607.4: ALL to contribute to the OSC Project Status Report. (Almost complete) Ongoing.
607.8: JC to contribute Deployment Status for OSC Report. Ongoing.
610.1: AS/GS Produce suggestions for one or more metrics that will summarise the Tier1 network availability/performance.
610.2: All – review Pete’s comments in the metrics spreadsheet and act accordingly.
610.3: AS Attempt to get tape media re-classified from resource to capital.
610.4: AS/DB Contact Tony Medland to get new budget allocation (regarding extra capital) in writing so we can start procurement.
610.5: AS Provide numbers/details for H2020 bids. DB will contextualize them.

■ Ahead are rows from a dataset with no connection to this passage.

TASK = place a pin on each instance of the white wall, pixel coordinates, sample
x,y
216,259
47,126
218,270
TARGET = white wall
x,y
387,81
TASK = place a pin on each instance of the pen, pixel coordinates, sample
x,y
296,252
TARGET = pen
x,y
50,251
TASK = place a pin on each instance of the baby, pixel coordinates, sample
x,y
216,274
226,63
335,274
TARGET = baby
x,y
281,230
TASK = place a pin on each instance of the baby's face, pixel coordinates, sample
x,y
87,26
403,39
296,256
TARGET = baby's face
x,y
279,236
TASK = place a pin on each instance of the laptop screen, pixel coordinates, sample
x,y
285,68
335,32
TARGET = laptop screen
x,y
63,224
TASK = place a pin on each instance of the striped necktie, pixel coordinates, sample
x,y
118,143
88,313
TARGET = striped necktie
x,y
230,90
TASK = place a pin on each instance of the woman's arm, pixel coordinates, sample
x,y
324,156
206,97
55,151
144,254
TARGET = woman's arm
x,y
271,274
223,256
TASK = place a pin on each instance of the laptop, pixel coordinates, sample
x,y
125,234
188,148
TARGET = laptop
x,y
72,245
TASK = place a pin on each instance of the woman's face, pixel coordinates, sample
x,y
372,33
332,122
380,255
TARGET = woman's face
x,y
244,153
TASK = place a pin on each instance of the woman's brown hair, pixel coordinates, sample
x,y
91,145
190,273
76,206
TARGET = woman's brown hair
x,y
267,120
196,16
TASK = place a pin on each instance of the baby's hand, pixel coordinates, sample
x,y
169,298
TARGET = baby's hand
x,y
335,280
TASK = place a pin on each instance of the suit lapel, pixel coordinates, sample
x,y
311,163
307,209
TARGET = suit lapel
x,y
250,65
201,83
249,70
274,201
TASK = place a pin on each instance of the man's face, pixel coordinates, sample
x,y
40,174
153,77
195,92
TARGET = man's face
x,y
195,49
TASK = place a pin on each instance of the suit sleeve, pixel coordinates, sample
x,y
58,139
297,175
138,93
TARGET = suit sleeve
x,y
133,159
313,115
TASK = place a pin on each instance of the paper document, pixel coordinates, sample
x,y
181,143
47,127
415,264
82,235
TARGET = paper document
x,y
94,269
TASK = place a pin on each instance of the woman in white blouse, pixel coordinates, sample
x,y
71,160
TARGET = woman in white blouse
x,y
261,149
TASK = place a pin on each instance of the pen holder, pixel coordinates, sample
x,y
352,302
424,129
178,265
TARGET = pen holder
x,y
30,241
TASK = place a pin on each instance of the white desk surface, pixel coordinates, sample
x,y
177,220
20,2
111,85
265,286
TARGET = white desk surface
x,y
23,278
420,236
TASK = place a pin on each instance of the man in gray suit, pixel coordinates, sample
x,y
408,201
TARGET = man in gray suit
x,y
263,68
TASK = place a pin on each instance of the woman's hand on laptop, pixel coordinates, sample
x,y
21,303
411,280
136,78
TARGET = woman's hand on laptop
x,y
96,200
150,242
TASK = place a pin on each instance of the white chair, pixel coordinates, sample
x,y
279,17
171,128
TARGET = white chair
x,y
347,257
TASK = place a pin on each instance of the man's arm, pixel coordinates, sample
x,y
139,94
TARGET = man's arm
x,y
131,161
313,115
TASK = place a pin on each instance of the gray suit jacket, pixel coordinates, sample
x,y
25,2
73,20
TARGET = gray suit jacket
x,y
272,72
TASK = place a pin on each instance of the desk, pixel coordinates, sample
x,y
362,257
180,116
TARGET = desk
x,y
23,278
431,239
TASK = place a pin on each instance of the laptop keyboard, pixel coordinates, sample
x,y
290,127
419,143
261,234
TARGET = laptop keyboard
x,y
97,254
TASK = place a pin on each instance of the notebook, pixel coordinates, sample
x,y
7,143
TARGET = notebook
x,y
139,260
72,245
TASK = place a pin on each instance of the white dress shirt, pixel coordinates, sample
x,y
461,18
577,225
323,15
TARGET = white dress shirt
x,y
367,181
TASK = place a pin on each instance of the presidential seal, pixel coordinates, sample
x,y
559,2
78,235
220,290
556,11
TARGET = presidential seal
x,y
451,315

610.6: GS Produce report on how Tier1 missed that a very low number of CMS jobs were running and therefore fell significantly
behind running the CMS re-reco jobs.
612.1: DB will draft text for Section 3 of the OSC project management plan by tomorrow morning.
612.2: PG will finalise and submit OSC documents by tomorrow.
612.3: PG will determine which small sites can undertake procurement this FY.
612.4: DC will circulate minutes from latest Technical Group meeting.